Having expertise in the evolutionary mechanisms responsible for the development of cancer, Maley was a natural choice to lead the ambitious new initiative. He will be working closely in collaboration with Shelley Hwang, a surgical oncologist at Duke and the primary investigator for the atlas, and Robert West, a pathologist at Stanford University.
Hwang’s role largely involves taking tumor samples and extracting RNA and DNA samples for sequencing and analysis, while West will work on conducting single-cell assays and extracting RNA from those singe cells. The database component will be handled by a computational biologist at Duke.
Maley will help develop software to better analyze the data collected for precancers in addition to advising the other investigators on what tumor characteristics to look for.
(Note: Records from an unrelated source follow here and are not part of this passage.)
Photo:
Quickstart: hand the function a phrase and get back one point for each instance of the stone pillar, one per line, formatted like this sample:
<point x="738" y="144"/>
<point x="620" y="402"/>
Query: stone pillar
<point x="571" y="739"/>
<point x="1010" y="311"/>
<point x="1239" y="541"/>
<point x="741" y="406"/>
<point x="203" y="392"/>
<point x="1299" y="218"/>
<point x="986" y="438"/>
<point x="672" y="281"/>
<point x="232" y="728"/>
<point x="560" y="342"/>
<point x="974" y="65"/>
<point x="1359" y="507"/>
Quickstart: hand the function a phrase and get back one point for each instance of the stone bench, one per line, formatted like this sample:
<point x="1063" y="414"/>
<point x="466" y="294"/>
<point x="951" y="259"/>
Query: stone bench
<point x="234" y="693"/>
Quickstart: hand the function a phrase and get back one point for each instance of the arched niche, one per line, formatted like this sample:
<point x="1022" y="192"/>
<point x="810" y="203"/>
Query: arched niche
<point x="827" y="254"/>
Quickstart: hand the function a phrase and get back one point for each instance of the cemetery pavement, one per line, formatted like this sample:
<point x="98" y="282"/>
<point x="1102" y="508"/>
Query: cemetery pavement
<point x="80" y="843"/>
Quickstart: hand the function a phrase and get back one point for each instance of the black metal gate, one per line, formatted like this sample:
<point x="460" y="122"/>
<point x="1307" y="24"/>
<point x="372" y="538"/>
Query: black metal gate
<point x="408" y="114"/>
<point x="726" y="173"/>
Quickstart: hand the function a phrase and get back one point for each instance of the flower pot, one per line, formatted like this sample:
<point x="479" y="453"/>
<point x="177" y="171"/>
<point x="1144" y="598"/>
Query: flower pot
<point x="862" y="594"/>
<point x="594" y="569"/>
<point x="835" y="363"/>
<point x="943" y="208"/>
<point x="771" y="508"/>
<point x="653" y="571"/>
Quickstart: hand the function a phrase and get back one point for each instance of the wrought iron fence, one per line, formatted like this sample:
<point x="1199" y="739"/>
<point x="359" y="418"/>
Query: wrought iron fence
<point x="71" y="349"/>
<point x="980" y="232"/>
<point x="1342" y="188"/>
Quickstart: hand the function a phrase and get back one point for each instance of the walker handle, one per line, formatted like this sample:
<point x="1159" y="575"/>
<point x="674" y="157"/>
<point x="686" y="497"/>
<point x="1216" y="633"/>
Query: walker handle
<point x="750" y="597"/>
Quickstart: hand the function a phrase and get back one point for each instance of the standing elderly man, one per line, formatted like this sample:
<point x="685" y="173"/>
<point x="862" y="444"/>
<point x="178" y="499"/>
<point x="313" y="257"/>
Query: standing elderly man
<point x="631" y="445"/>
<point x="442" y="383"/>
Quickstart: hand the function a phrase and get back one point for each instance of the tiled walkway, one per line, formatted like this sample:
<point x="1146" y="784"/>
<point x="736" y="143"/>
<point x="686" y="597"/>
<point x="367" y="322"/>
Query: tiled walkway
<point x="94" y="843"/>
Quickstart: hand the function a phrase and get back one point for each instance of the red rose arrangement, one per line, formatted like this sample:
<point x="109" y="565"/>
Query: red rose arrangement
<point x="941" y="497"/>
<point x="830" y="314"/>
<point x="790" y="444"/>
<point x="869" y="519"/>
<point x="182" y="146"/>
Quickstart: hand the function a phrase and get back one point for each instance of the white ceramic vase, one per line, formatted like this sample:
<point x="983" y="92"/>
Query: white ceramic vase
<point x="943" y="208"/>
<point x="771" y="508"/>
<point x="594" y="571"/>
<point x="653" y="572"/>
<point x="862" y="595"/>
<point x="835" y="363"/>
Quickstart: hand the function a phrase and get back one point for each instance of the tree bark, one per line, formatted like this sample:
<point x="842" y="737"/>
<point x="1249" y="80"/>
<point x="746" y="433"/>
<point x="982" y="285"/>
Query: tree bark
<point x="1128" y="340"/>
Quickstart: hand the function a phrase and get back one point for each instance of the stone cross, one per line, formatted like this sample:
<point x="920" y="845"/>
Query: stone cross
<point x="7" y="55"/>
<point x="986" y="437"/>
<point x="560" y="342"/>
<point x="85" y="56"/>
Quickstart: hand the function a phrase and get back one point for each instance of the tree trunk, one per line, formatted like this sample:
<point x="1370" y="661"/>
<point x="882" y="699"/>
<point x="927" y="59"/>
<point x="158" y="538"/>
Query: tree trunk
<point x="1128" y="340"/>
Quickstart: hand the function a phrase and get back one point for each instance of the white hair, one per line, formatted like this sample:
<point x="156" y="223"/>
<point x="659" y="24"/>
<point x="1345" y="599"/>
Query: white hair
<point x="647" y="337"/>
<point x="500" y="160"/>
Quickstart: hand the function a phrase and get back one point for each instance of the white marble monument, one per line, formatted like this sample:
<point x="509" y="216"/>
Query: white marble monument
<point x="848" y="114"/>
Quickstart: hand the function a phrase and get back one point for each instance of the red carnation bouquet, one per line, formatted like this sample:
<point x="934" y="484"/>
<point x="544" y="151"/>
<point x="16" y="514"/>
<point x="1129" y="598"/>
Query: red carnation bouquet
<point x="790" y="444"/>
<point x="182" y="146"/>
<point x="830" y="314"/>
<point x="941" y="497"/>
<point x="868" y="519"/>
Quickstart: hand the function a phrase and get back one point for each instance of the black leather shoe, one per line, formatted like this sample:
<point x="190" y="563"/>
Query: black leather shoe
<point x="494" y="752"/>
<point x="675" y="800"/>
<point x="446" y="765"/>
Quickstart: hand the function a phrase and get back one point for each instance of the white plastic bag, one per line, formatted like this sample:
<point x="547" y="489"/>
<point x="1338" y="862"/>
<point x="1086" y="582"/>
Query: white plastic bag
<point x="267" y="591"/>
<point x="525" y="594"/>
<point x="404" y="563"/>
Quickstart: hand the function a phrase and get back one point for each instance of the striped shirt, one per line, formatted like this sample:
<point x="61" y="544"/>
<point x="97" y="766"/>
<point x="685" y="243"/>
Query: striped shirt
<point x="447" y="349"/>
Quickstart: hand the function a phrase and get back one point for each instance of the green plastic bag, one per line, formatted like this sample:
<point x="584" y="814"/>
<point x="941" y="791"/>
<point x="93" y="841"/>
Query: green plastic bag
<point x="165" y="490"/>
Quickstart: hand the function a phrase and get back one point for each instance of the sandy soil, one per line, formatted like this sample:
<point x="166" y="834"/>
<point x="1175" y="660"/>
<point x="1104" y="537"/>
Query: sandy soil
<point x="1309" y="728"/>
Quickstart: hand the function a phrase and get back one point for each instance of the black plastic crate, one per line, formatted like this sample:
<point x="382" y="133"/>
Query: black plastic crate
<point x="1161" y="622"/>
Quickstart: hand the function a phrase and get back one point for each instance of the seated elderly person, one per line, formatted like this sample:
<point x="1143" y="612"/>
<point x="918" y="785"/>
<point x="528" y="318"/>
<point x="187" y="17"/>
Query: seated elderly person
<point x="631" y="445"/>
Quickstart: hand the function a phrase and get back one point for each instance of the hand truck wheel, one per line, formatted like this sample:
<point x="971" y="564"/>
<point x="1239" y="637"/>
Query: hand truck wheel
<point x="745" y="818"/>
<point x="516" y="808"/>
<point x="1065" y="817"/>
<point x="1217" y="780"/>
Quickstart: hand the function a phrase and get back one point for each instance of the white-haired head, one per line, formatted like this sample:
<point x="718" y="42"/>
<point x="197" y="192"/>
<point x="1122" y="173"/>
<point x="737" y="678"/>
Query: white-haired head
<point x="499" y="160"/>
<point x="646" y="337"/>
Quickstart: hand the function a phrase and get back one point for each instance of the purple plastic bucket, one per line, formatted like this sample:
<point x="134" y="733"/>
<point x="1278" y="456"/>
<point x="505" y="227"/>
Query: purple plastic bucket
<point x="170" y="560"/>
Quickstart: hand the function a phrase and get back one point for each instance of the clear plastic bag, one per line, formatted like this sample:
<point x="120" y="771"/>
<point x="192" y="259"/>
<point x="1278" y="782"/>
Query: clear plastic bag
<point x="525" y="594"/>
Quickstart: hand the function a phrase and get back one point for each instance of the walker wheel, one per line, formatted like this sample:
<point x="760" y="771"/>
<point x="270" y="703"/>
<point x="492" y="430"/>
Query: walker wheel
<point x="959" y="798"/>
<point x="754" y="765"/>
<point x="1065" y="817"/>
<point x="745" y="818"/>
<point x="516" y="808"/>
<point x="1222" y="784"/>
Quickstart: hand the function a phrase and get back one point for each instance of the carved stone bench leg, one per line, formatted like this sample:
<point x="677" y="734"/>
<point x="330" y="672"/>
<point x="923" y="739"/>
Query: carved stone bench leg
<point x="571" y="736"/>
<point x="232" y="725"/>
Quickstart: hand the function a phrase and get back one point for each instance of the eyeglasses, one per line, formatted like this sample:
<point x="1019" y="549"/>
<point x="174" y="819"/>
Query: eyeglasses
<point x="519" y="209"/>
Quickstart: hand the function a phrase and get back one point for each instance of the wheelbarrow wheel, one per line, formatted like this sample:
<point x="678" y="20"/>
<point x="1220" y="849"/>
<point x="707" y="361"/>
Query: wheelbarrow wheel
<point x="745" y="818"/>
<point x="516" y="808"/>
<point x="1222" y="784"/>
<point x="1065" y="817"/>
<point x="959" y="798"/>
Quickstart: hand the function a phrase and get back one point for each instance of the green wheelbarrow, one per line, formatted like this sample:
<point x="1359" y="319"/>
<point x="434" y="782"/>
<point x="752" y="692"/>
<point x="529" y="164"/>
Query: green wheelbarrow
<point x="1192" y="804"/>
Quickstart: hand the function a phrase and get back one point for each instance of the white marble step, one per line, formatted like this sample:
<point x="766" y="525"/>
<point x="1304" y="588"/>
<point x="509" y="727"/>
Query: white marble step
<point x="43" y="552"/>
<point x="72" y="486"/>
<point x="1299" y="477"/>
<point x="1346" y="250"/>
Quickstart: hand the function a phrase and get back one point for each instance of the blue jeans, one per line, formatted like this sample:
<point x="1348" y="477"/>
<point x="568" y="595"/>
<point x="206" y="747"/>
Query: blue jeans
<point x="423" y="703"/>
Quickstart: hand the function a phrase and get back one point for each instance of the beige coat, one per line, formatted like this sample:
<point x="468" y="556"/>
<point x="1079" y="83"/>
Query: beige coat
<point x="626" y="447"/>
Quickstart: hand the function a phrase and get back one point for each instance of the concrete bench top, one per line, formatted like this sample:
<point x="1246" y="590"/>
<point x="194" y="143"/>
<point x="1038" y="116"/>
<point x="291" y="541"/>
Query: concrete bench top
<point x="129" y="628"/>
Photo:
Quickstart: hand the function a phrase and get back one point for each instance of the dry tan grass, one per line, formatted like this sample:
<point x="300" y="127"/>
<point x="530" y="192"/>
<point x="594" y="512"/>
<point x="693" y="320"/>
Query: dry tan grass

“My role is not so much in the production of data, but in developing better ways of analyzing it,” Maley said. “We are really cancer theoreticians so we apply ideas and analyses from ecology and evolution to understand this process, which in this case, is precancers or neoplastic progression. My role on the team is to give advice on what data we need to collect and how to analyze that data.”
This won’t be Maley’s first time working on such a project. Maley worked closely with Hwang on studying the premalignant state of ductal carcinoma in situ (DCIS), a noninvasive form of breast cancer. Tumors like DCIS raise interesting questions regarding treatment strategy and the optimal time for intervention.
“Most women, when they detect a lump, will take it out, and sometimes get chemotherapy, even when it’s benign, which is the case for DCIS,” Maley said. “There is a set of women in the COMET study that Shelley Hwang is leading which are doing ‘watchful waiting,’ where they are choosing to leave it in and check in on it regularly.”
This information would allow investigators to observe the natural progression of the tumors, providing insight on which tumors are more dangerous.
Maley doesn’t view this atlas simply as a measure of success or money — it represents the opportunity to study the evolutionary basis of cancer, all while advancing knowledge within the scientific community.
“The monetary value is a small slice of the whole grant,” he said. “What’s really valuable for us is to have these different types of data that one can integrate to get a full picture of what’s going on in the tumor.”
The grant is a testament to the university’s strengths as an interdisciplinary institution.
“The reason I came to ASU was because it was the most intensely interdisciplinary university I had ever experienced,” Maley said. “It’s really designed to promote that, and the centers we work in work to break down barriers between fields. One of the reasons we won the award was likely because of this.”